This project implements an autonomous distributed sorting system that orchestrates collaboration between a Braccio robot arm (for object detection & manipulation) and a DJI RoboMaster (for mobile transport). The system leverages computer vision and parallel processing to identify, classify, and sort objects efficiently.
Developed as a Master's Team Project for the Summer Semester 2025 at Technische Hochschule Ingolstadt.
- Dual-Robot Coordination: Synchronized operations between a stationary manipulator (Braccio) and a mobile unit (DJI RoboMaster).
- Computer Vision: Real-time object detection and color classification using custom models.
- Parallel Processing: Multithreaded architecture ensuring non-blocking operations for both robots.

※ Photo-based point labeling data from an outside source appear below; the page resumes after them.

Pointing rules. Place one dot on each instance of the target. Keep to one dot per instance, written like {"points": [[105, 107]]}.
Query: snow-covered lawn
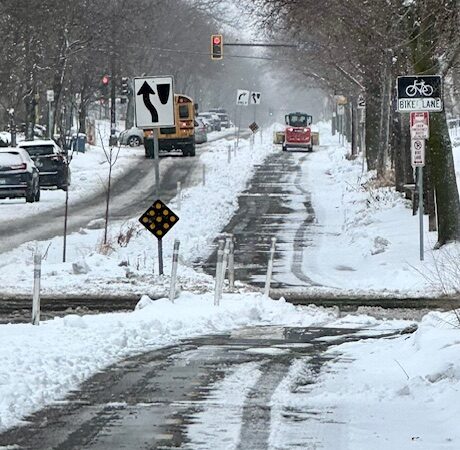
{"points": [[129, 268], [396, 393], [392, 393], [41, 364], [365, 239]]}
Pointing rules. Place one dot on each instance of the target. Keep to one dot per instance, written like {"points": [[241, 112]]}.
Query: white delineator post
{"points": [[220, 256], [179, 195], [172, 287], [36, 288], [224, 266], [231, 265], [268, 280]]}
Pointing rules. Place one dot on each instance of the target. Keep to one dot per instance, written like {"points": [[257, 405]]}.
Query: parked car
{"points": [[201, 134], [213, 118], [51, 161], [218, 110], [224, 120], [5, 138], [19, 176], [132, 137]]}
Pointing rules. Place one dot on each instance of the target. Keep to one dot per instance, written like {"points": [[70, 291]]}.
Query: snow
{"points": [[41, 364], [89, 173], [129, 269], [399, 392], [380, 394]]}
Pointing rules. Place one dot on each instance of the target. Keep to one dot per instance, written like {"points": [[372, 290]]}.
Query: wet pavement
{"points": [[274, 205], [169, 398]]}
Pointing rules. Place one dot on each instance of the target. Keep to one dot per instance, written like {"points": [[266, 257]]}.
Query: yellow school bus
{"points": [[182, 136]]}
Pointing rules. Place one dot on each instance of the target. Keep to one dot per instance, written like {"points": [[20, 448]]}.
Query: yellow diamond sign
{"points": [[158, 219]]}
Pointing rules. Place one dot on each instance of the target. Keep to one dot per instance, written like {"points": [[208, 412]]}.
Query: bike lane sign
{"points": [[419, 93]]}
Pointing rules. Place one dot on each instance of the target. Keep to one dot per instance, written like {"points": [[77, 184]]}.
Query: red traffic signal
{"points": [[217, 46]]}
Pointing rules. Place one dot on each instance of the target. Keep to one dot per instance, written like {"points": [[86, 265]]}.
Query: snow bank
{"points": [[379, 394], [131, 267], [365, 239], [43, 363]]}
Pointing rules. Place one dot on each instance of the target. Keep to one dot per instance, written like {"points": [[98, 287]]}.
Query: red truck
{"points": [[297, 134]]}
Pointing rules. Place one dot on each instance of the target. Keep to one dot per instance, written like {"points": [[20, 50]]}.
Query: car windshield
{"points": [[39, 150], [183, 111], [298, 120], [10, 159]]}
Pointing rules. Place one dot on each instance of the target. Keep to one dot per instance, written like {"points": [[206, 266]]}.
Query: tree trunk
{"points": [[372, 131], [441, 161]]}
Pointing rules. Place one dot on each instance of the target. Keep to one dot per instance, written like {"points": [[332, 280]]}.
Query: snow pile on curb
{"points": [[128, 269], [42, 364], [367, 240], [402, 391]]}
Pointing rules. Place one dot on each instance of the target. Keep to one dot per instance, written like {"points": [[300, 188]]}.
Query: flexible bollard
{"points": [[270, 269], [224, 267], [172, 287], [231, 265], [220, 256], [36, 288], [179, 195]]}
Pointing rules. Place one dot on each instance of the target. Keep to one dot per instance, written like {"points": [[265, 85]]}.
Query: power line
{"points": [[190, 52]]}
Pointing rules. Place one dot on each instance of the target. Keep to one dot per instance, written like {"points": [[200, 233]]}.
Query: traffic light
{"points": [[104, 88], [217, 46], [124, 86]]}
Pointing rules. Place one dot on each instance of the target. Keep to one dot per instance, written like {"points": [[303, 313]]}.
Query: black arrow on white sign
{"points": [[146, 91]]}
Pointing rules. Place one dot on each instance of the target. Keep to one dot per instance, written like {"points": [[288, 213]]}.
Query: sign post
{"points": [[159, 219], [50, 100], [419, 95], [255, 100], [242, 99], [418, 162]]}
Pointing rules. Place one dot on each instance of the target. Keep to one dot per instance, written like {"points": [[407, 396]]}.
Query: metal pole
{"points": [[113, 121], [156, 161], [220, 255], [36, 289], [50, 123], [172, 287], [420, 210], [160, 256], [270, 268], [12, 127], [231, 265]]}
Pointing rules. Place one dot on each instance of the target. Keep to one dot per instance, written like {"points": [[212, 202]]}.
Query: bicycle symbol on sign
{"points": [[419, 87]]}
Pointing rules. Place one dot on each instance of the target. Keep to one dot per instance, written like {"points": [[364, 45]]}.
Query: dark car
{"points": [[51, 161], [19, 177]]}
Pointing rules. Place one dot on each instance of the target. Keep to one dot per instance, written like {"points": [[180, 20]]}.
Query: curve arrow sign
{"points": [[146, 91]]}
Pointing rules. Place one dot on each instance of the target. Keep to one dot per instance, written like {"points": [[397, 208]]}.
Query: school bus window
{"points": [[183, 111]]}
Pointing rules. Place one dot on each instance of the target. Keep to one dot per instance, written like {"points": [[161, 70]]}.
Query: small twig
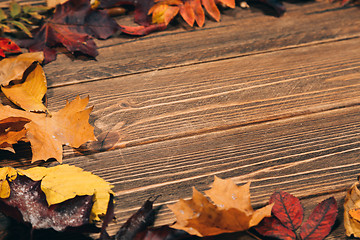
{"points": [[253, 235]]}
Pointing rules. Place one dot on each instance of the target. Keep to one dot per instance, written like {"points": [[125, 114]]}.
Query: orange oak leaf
{"points": [[47, 133], [192, 10], [230, 211], [13, 68], [12, 130], [29, 95]]}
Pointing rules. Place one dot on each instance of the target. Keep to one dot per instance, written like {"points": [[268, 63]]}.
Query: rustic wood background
{"points": [[274, 101]]}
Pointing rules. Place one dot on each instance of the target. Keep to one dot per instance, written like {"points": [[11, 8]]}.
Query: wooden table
{"points": [[274, 101]]}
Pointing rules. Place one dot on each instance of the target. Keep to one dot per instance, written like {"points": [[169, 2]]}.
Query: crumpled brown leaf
{"points": [[231, 211], [47, 133], [13, 68], [352, 210], [29, 94]]}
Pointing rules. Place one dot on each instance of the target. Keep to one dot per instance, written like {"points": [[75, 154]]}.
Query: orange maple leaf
{"points": [[191, 10], [231, 211], [47, 133]]}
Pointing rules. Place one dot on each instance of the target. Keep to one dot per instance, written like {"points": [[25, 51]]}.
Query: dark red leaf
{"points": [[142, 30], [72, 26], [138, 222], [272, 227], [287, 209], [161, 233], [320, 221], [142, 8], [27, 203]]}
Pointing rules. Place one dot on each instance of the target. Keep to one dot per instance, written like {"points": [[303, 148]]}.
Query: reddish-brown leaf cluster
{"points": [[7, 45], [73, 25], [288, 217], [190, 10]]}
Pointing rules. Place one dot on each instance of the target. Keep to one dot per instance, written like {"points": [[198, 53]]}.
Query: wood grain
{"points": [[189, 100], [240, 33]]}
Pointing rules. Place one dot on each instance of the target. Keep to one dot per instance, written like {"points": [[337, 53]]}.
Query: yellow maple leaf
{"points": [[64, 182], [47, 133], [13, 68], [351, 211], [29, 95], [231, 211]]}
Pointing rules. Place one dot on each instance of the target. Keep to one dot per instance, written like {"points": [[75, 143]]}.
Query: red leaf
{"points": [[272, 227], [287, 209], [72, 26], [6, 45], [142, 30], [320, 221], [161, 233]]}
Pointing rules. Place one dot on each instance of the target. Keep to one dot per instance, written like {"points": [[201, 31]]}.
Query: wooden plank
{"points": [[316, 154], [239, 33], [189, 100]]}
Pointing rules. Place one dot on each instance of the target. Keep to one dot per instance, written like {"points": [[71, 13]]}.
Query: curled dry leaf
{"points": [[192, 10], [351, 211], [47, 133], [29, 95], [12, 69], [231, 211], [288, 216], [7, 45], [56, 197]]}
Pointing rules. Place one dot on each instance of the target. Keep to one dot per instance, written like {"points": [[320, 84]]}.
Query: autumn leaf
{"points": [[287, 209], [352, 210], [48, 132], [73, 25], [192, 10], [231, 211], [55, 197], [12, 130], [29, 94], [141, 9], [12, 69], [7, 45], [138, 222], [320, 221], [288, 216]]}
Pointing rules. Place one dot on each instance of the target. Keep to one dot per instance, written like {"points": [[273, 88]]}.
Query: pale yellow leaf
{"points": [[29, 95]]}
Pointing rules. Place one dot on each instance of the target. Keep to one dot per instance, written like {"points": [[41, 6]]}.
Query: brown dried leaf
{"points": [[29, 95], [13, 68], [232, 212]]}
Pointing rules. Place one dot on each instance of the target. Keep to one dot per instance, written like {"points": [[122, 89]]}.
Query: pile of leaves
{"points": [[74, 24]]}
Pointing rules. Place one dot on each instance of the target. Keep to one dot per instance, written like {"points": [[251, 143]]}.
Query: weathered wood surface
{"points": [[274, 101]]}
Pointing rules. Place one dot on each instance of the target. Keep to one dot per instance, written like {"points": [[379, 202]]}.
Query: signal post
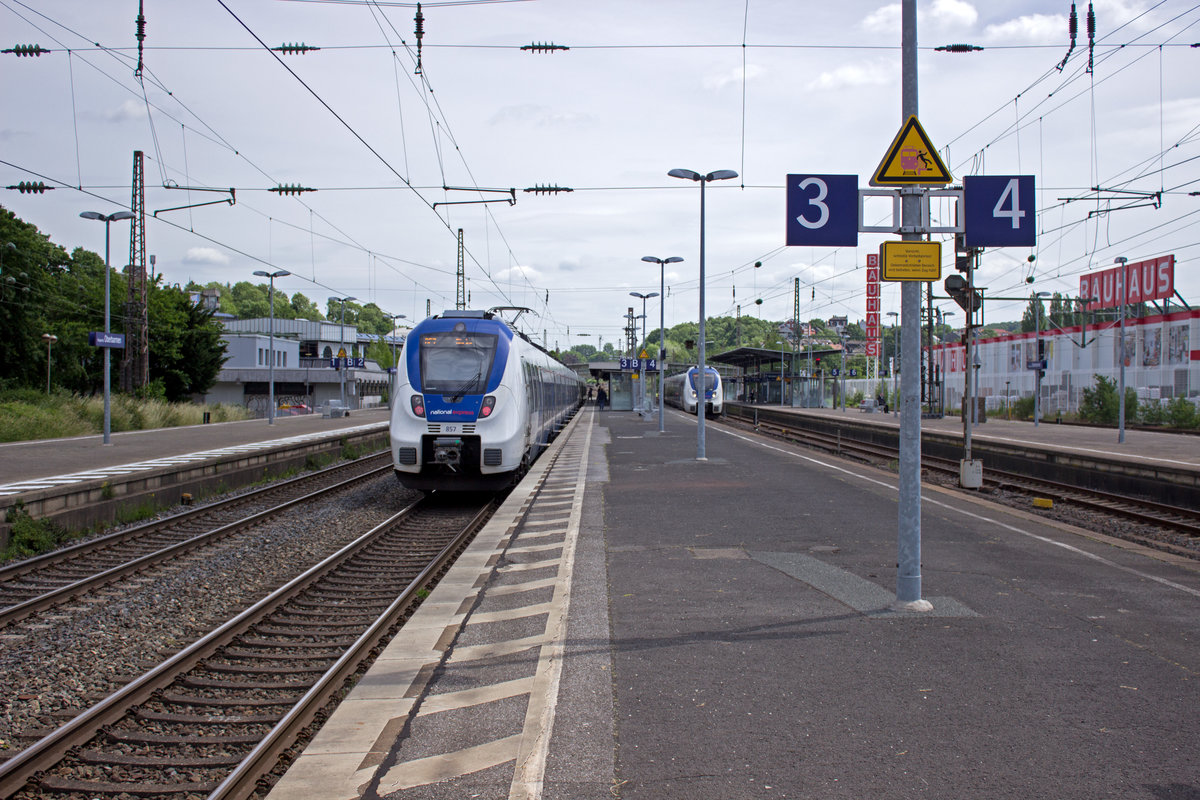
{"points": [[827, 211]]}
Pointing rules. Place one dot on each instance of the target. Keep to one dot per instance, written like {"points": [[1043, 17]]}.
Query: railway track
{"points": [[214, 717], [1174, 518], [47, 581]]}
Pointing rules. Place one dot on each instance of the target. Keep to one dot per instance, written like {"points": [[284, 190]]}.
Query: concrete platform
{"points": [[640, 624]]}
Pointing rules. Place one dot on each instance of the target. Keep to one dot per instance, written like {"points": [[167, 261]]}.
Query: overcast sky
{"points": [[766, 88]]}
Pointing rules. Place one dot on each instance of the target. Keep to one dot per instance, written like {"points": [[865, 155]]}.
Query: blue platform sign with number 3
{"points": [[1000, 211], [822, 210]]}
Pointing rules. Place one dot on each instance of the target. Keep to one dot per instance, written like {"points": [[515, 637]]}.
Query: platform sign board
{"points": [[912, 160], [911, 260], [873, 305], [100, 338], [999, 211], [637, 365], [822, 210]]}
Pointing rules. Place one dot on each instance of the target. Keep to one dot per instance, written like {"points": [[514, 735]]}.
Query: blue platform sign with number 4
{"points": [[822, 210], [1000, 211]]}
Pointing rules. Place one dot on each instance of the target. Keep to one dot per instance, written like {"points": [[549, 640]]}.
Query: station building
{"points": [[306, 372]]}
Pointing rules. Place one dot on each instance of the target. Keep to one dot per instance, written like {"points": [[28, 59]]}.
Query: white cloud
{"points": [[205, 256], [943, 14], [715, 83], [885, 19], [517, 274], [129, 110], [539, 116], [1032, 29], [954, 13]]}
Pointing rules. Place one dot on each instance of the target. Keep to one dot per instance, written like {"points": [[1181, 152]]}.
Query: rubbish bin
{"points": [[981, 409]]}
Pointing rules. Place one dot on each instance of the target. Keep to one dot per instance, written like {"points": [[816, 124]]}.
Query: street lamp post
{"points": [[663, 330], [718, 175], [1125, 301], [107, 220], [1037, 355], [645, 298], [49, 338], [341, 338], [844, 342], [395, 364], [270, 338], [945, 373]]}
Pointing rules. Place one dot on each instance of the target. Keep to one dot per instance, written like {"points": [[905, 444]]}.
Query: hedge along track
{"points": [[240, 695], [46, 581]]}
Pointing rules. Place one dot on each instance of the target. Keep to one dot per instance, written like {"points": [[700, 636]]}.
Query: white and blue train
{"points": [[475, 403], [679, 390]]}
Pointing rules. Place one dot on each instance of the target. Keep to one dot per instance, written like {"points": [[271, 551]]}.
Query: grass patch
{"points": [[33, 536]]}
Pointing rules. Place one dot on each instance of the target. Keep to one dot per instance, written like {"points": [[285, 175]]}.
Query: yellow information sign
{"points": [[911, 260], [912, 160]]}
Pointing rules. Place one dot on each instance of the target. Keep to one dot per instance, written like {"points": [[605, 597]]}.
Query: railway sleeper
{"points": [[210, 683], [125, 759], [55, 783], [208, 719], [247, 669], [145, 738]]}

- Modular Architecture: Decoupled modules for vision, movement, and control logic.
The system is built on a modular Python architecture located in the sorting_system package:
.
├── sorting_system/
│ ├── braccio/ # Logic for the Braccio robotic arm
│ │ ├── color_detection.py
│ │ └── pick_place.py
│ ├── dji/ # Logic for the DJI RoboMaster
│ │ ├── dji_movement.py
│ │ └── dji_camera.py
│ └── main.py # Central controller & entry point
├── models/ # YOLOv5 inference models
└── requirements.txt # Dependency definitions
- Hardware:
- Arduino Braccio Robot Arm
- DJI RoboMaster S1/EP
- Software:
- Python 3.8+
- RoboMaster SDK
-
Clone the Repository
git clone https://github.com/YOUR_USERNAME/sorting-system.git cd sorting-system -
Install Dependencies
pip install -r requirements.txt
-
Model Setup Ensure your YOLOv5 model (
yolov5n.pt) is placed in themodels/directory.
- Connect Hardware: Ensure both the Braccio (via USB/Serial) and DJI RoboMaster (via Wi-Fi/Direct) are connected.
- Run the System:
python sorting_system/main.py
- Operation: The system will initialize the camera feeds, start the detection threads, and await object placement for sorting.
- Advanced Object Detection: Training a custom YOLO dataset for specific industrial component recognition.
- Safety Mechanisms: Integrating an emergency stop button and collision detection algorithms.
- Dynamic Path Planning: Implementing obstacle avoidance for the DJI RoboMaster in dynamic environments.
- Team Project - Initial Work - Technische Hochschule Ingolstadt
This project is licensed under the MIT License - see the LICENSE file for details.